Changes to your relationship with your partner
Many couples find that their relationship changes a lot after having a baby. Going from a couple to a family is a huge change and this can put a lot of strain on a relationship. Looking after the baby means you have much less time for each other. There can be arguments over money and who does what in the house. Some women find they lose interest in sex for a long time after having a baby, which can also put pressure on your relationship.
Both of you have a new role to get used to, and it’s easy to lose patience with each other when both of you are exhausted. If you are at home with your baby your partner may be jealous of you having all that time together and see you as ‘doing nothing’ all day. You may be jealous of him going out and getting a break from the baby.
It’s a good idea to talk to each other about your hopes, fears and expectations about life with your baby, what kind of parents you want to be, and how you can support each other. There’s lots of good relationship advice and support at the Couple Connection.
Coping as a single parent
If you are a single parent, it’s very important to think about who you can ask for emotional and practical support in the months after your baby’s born. You may also need to sort out financial support and contact arrangements with the baby's father, and work out your own options for the future. You can get information and support from single parents charity Gingerbread.
Making new friends
Being at home with a new baby can be lonely if you’re by yourself with no adult company all day. Many women find that their pre-baby friends are not available during the day or are not on the same wavelength any more. It can make a big difference to how you feel if you meet other parents by going to local groups or activities for parents and children in your area. You can find out about groups from your health visitor or children’s centre, or there may be exercise classes or even parent-and-baby cinema screenings. There are also lots of internet forums for new mums.
“I've discovered this whole world that I didn't know existed. I used to go to work in the week and now we're going to antenatal classes and groups …It's been so reassuring, being able to talk things through is really helpful.”
Edie, mum of one
Depression and anxiety
Up to 1 in 5 women develop mental health problems during pregnancy or in the first year after childbirth. Low mood, anxiety and depression are common.
It’s very helpful if you, your partner and your family read about the symptoms so that if you do become unwell, you realise what’s happening. The sooner you get treatment, the sooner you’ll recover and can fully enjoy the early months with your baby.

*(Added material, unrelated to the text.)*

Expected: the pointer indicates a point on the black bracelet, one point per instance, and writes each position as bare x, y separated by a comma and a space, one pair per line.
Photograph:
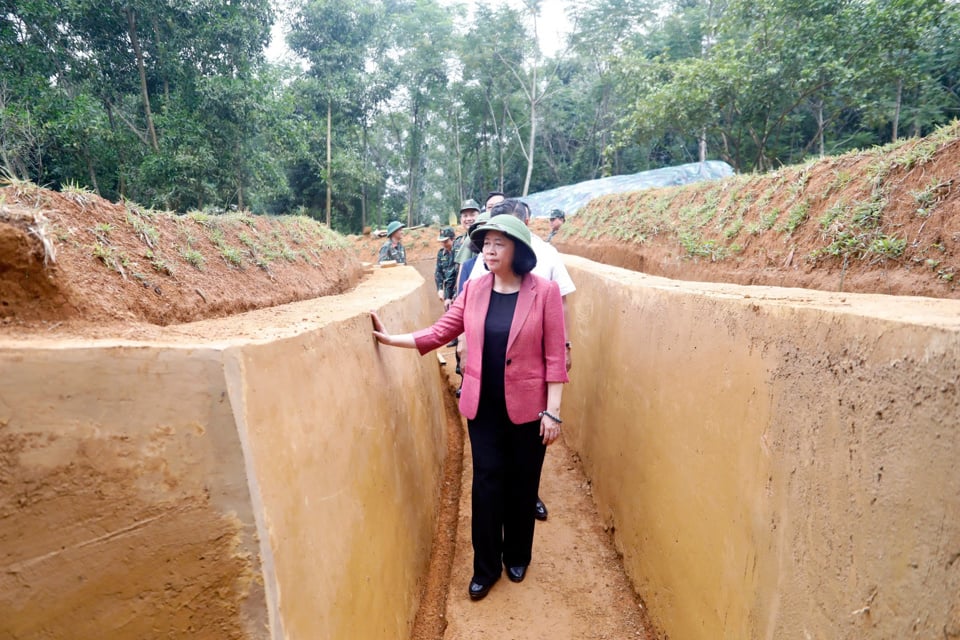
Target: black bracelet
551, 416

What if my baby goes into special care?
If your baby is born early or poorly it can be a huge shock and you may feel that you’re being asked to make big decisions while you’re in a daze. You may find it hard to bond with your baby if you are frightened about whether he or she will be OK. You can be more prepared for what happens if a baby needs to go into the hospital’s special care unit by reading about premature birth.

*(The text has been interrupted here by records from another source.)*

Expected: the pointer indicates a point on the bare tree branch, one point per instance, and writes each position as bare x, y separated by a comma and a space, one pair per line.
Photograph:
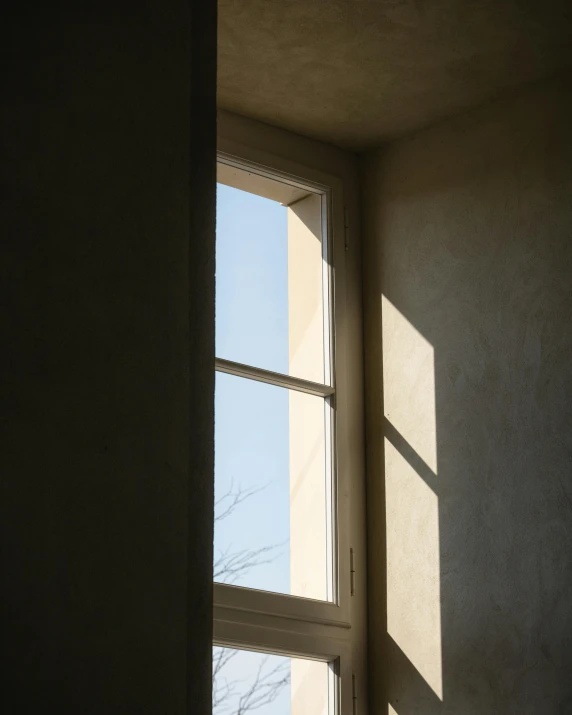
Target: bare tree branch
237, 697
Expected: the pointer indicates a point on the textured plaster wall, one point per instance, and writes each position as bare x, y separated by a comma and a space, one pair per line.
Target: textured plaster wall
468, 258
107, 353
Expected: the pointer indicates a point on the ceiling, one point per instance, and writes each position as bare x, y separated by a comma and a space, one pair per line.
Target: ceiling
357, 73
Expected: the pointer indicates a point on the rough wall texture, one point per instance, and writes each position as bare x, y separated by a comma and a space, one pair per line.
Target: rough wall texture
365, 71
468, 236
107, 346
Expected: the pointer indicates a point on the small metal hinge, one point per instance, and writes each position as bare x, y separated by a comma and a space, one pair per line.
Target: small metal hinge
354, 695
352, 573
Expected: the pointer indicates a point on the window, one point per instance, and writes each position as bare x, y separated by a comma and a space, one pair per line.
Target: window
288, 619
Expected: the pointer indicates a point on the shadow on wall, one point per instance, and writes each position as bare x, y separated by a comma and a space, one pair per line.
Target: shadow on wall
468, 234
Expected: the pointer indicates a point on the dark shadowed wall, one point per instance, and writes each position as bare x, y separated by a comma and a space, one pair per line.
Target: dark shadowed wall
107, 357
468, 261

What if my baby has a disability?
If your baby is born with a physical disability, learning disability or health condition, it can be hard to come to terms with the fact that he or she is different from the baby you may have imagined when you were pregnant. There are many specialist charities who can advise and support you as the parent of a disabled child and who help parents to share experiences and support each other.
You can find out more at Contact-a-Family and you can find out about government support here.